EAGO unbounded variables

Hello!

I want to run the following code:

function bivariate(solver, type)
    try
        #choose which solver you want to use
        m = Model(solver.Optimizer)

        #function we want to Optimize
        f(x1,x2) = -x1 -x2
        
        #Variables in the optimization model
        @variable(m, x1)
        @variable(m, x2)

        #use piecewiselinear to solve the probem and set method to the type of formulation you want to test
        #Logarithmic or MC
        z = piecewiselinear(m, 
        x1,
        x2,
        #start: step: stop
        0: 0.5: 1,
        0: 0.5: 1,
        (x1, x2) -> (-x1 - x2);
        method = type,
        )

        #constraints of the model 
        @constraint(m, (x1)^2 + (x2)^2 <= 1)
        @constraint(m, 0 <= x1 <= 2)
        @constraint(m, 0 <= x2 <= 2)

        #objective of the model 
        @objective(m, Min, z) 
        
        #optimize the model 
        optimize!(m)

        value_x1 = value.(x1)
        value_x2 = value.(x2)

        return true, value_x1, value_x2

    catch exeption 
        println(exeption.msg)
        value_x1 = "-"
        value_x2 = "-"
        return exeption.msg, value_x1, value_x2
    end
end

Whenever I select EAGO as solver, I get the following warning:

┌ Warning: At least one branching variable is unbounded. This will interfere with EAGO's global
│ optimization routine and may cause unexpected results. Bounds have been automatically
│ generated at +/- 1e10 for all unbounded variables, but tighter user-defined bounds are
│ highly recommended. To disable this warning and the automatic generation of bounds, use
│ the option `unbounded_check = false`.
└ @ EAGO C:\Users\kikiv\.julia\packages\E

However, I cannot find where there would be unbounded variables. Does pieceweiselinear introduce these?

Kind regards,
Kiki

Hi @kiki_Van_Elsen, welcome to the forum :smile:

Instead of:

        @variable(m, x1)
        @variable(m, x2)
        @constraint(m, 0 <= x1 <= 2)
        @constraint(m, 0 <= x2 <= 2)

do

        @variable(m, 0 <= x1 <= 2)
        @variable(m, 0 <= x2 <= 2)

Your version is equivalent to

        @variable(m, -Inf <= x1 <= Inf)
        @variable(m, -Inf <= x2 <= Inf)
        @constraint(m, 0 <= 1.0 * x1 + 0.0 <= 2)
        @constraint(m, 0 <= 1.0 * x2 + 0.0 <= 2)
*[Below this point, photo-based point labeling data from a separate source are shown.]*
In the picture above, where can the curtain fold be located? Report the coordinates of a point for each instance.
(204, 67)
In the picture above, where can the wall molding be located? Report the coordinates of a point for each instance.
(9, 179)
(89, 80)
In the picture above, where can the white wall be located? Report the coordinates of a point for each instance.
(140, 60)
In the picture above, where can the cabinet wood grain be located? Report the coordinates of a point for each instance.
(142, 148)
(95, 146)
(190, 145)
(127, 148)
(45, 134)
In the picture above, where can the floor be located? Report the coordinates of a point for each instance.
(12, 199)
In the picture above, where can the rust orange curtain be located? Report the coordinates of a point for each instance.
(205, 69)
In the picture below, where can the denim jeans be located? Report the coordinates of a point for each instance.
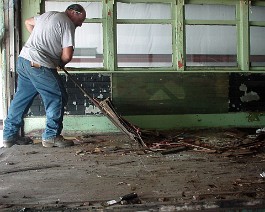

JuMP adds variable bounds only if you specify them in @variable. We don’t interpret @constraint(model, x >= 0) as a variable bound, but as the linear constraint 1 x + 0 \ge 0.

Having said that, depending on the method you choose, piecewiselinear might also add unbounded variables.

Thank you so much!

I now no longer get a warning for the method :MC.
Do you perhaps know why I still get the warning for the Logarithmic method? I do not immediately see what kind of unbounded variable is added there.

I’m not sure. I don’t know the details of the formulation inside PiecewiseLinearOpt.

Note that this is just a warning. You’re probably fine to ignore it.